Ter uma arma apontada para sua cabeça, ser humilhado por bandidos e até presenciar a morte de alguém são situações que causam significativo desgaste emocional e têm impactado a rotina de motoristas e cobradores de ônibus em Curitiba e Região Metropolitana. Diariamente, o sindicato da categoria (Sindimoc) encaminha profissionais para atendimentos com psicólogos e psiquiatras devido à violência de que foram vítimas. E os casos têm se tornado cada vez mais frequente com o aumento dos arrastões, que subiram 50% em relação a 2016, chegando a nove por dia, de acordo com dados da entidade.

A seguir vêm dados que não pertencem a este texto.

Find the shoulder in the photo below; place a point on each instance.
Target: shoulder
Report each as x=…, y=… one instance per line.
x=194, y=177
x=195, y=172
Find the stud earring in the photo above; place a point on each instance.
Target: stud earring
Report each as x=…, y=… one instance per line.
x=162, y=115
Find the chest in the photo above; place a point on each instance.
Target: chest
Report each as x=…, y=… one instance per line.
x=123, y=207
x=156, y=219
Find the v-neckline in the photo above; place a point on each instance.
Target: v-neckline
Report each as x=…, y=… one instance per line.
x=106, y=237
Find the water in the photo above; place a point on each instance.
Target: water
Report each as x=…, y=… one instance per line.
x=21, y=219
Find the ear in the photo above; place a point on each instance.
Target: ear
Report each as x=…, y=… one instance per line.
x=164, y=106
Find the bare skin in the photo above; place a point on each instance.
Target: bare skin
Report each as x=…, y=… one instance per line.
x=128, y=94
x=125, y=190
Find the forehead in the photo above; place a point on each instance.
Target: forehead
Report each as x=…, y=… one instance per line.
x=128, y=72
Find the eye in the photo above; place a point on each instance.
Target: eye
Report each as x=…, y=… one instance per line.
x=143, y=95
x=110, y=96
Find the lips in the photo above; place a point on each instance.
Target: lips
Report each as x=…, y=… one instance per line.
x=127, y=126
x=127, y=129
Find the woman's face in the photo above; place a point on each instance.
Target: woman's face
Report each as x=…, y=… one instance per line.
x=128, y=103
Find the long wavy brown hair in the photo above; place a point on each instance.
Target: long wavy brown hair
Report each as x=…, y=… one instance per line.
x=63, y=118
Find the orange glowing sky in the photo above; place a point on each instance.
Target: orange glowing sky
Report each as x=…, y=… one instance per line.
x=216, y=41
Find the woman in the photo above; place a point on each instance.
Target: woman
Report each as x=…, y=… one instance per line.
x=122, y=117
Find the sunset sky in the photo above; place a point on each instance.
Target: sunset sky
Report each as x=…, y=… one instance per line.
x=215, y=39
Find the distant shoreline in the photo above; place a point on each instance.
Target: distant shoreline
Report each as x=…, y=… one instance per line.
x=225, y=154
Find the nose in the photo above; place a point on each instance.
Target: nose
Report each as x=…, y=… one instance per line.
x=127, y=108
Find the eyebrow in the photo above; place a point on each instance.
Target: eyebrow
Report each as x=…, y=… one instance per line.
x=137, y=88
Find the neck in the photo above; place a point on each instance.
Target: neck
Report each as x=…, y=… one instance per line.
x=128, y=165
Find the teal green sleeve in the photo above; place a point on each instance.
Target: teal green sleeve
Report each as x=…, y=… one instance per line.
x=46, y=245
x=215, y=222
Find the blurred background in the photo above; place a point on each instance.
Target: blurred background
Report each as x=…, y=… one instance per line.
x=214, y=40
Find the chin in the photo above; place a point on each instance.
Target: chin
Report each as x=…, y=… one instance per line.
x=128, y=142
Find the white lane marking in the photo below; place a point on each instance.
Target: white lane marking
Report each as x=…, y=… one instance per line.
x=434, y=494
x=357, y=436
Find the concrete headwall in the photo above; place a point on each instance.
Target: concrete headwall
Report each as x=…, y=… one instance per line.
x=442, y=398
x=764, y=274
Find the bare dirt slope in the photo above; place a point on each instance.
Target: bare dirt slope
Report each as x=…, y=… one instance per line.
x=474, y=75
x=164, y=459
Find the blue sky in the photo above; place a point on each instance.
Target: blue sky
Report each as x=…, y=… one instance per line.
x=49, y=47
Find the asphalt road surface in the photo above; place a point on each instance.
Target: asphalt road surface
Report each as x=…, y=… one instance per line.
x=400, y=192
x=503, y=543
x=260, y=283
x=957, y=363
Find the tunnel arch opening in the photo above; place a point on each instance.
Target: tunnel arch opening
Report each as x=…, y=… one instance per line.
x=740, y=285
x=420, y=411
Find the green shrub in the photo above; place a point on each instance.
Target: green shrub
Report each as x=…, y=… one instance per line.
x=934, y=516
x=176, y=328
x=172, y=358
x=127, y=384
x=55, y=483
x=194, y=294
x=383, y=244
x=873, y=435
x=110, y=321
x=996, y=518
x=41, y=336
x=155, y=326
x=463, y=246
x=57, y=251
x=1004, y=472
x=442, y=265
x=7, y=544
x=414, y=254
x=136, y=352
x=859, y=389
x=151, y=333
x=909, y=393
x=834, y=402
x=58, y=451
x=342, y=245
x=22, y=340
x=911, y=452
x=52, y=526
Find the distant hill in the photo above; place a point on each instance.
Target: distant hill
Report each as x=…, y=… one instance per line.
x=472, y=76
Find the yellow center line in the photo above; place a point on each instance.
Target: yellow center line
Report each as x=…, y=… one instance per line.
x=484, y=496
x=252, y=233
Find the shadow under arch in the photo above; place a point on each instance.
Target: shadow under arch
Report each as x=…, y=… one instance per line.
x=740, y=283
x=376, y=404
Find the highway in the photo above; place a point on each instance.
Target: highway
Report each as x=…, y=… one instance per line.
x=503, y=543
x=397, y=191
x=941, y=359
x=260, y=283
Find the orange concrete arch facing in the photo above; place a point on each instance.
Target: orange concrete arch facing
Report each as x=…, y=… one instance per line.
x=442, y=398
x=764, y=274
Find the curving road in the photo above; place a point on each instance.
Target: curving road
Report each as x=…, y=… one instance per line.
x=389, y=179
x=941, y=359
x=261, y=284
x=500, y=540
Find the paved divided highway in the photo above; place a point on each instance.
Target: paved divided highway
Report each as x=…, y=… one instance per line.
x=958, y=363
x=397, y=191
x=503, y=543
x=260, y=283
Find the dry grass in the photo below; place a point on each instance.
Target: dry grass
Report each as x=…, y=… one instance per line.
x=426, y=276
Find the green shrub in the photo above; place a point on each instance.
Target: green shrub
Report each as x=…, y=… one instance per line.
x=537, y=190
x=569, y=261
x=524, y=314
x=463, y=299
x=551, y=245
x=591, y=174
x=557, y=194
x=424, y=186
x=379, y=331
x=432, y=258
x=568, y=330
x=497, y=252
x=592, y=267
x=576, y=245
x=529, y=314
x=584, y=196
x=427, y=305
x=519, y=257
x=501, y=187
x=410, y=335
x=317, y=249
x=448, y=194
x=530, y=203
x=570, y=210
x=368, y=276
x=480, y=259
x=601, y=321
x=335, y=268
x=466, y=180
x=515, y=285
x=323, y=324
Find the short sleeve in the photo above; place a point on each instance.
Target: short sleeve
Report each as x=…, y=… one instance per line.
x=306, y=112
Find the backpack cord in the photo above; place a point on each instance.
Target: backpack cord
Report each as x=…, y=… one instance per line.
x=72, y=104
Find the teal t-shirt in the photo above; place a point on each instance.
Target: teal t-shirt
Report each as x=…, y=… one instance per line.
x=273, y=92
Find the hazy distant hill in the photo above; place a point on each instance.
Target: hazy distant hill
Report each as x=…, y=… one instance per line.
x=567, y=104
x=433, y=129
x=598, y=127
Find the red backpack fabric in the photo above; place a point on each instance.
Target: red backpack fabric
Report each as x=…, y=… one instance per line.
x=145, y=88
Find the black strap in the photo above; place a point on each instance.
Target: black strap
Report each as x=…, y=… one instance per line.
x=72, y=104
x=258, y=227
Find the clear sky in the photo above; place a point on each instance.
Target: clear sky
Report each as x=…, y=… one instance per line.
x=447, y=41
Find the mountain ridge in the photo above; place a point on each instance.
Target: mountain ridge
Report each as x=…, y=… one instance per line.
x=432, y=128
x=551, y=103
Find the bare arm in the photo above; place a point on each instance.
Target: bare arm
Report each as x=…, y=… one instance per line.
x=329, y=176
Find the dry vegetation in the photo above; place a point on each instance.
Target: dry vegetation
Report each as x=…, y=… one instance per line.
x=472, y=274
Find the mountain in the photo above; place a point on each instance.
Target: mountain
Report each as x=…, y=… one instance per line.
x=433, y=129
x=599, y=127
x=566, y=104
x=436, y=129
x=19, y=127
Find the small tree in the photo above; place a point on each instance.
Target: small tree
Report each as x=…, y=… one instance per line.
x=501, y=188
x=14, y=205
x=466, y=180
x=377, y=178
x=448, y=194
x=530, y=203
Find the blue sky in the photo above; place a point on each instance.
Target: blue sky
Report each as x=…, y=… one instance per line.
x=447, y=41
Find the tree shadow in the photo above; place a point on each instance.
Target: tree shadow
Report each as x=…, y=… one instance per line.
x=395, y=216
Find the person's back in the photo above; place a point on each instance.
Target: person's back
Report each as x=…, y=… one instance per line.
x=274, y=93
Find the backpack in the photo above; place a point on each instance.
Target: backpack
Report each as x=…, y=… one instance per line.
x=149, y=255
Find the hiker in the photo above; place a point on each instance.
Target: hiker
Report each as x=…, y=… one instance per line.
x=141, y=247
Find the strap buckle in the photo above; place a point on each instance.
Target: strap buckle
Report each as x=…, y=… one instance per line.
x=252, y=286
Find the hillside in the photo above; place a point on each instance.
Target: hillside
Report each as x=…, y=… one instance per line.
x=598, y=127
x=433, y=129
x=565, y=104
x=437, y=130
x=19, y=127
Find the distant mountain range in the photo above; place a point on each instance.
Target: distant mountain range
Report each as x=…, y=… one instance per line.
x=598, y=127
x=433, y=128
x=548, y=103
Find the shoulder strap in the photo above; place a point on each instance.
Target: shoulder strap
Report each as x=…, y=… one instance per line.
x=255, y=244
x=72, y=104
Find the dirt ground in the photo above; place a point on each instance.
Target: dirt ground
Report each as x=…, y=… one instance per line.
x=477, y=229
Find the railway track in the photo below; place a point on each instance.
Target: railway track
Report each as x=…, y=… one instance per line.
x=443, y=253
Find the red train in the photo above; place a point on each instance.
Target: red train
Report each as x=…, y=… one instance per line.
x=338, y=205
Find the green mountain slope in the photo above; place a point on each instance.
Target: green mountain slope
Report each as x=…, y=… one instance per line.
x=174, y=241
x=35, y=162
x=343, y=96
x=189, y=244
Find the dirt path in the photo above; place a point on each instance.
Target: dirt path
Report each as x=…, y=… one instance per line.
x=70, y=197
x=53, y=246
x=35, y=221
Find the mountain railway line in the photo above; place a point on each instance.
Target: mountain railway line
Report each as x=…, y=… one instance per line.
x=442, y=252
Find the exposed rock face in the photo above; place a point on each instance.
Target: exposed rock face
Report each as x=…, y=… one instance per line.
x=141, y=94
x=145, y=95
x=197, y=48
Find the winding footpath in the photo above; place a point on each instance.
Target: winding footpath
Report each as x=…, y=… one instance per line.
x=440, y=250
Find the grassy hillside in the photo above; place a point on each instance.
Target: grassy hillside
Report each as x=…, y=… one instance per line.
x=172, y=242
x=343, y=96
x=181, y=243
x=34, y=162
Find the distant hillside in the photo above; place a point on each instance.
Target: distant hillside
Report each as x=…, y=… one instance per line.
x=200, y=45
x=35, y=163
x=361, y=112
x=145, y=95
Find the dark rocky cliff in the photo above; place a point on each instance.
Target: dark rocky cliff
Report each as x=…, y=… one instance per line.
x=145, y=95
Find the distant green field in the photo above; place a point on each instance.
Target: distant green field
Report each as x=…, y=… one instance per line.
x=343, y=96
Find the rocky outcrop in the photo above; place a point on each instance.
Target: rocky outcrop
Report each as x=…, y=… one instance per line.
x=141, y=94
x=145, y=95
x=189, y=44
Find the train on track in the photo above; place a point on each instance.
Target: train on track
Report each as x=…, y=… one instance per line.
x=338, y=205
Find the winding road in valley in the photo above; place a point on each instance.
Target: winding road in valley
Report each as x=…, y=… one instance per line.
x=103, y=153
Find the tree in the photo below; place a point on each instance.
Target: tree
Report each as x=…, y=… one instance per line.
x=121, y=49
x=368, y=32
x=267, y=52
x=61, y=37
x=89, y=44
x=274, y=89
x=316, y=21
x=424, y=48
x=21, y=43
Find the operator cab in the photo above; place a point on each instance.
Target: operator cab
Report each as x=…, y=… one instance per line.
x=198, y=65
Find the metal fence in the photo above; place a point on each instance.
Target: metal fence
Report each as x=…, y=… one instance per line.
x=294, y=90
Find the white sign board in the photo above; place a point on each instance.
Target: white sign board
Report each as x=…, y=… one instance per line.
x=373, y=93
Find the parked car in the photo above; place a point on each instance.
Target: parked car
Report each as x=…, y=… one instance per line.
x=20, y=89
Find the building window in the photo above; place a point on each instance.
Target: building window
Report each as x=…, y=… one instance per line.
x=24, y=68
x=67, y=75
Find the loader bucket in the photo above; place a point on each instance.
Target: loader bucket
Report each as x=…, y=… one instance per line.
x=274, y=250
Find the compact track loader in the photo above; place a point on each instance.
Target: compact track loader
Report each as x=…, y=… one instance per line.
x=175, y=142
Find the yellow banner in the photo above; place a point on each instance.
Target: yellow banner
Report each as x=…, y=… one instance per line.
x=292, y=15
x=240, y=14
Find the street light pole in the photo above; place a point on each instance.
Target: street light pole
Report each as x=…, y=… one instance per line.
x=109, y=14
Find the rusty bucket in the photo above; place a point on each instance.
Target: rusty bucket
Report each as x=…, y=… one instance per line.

Um deles aconteceu no último sábado (22) e deixou a classe em luto ao terminar com a morte do motorista Edmilton José de Melo, 45 anos. “Esquecer o que aconteceu eu nunca mais vou esquecer. Todo dia que eu for trabalhar, não importa a escala que eu fizer, vou me lembrar e ele vai fazer muita falta”, afirmou a cobradora que acompanhava Edmilton na noite do crime.

A mulher preferiu não se identificar, mas, em meio às lágrimas, afirmou estar lutando para deixar os momentos de terror para trás. “Quero seguir a minha vida, voltar a trabalhar. Quero que achem os responsáveis e que seja feita justiça”. De acordo com a Viação Castelo Branco, a funcionária está muito abalada e foi afastada de suas atividades durante uma semana.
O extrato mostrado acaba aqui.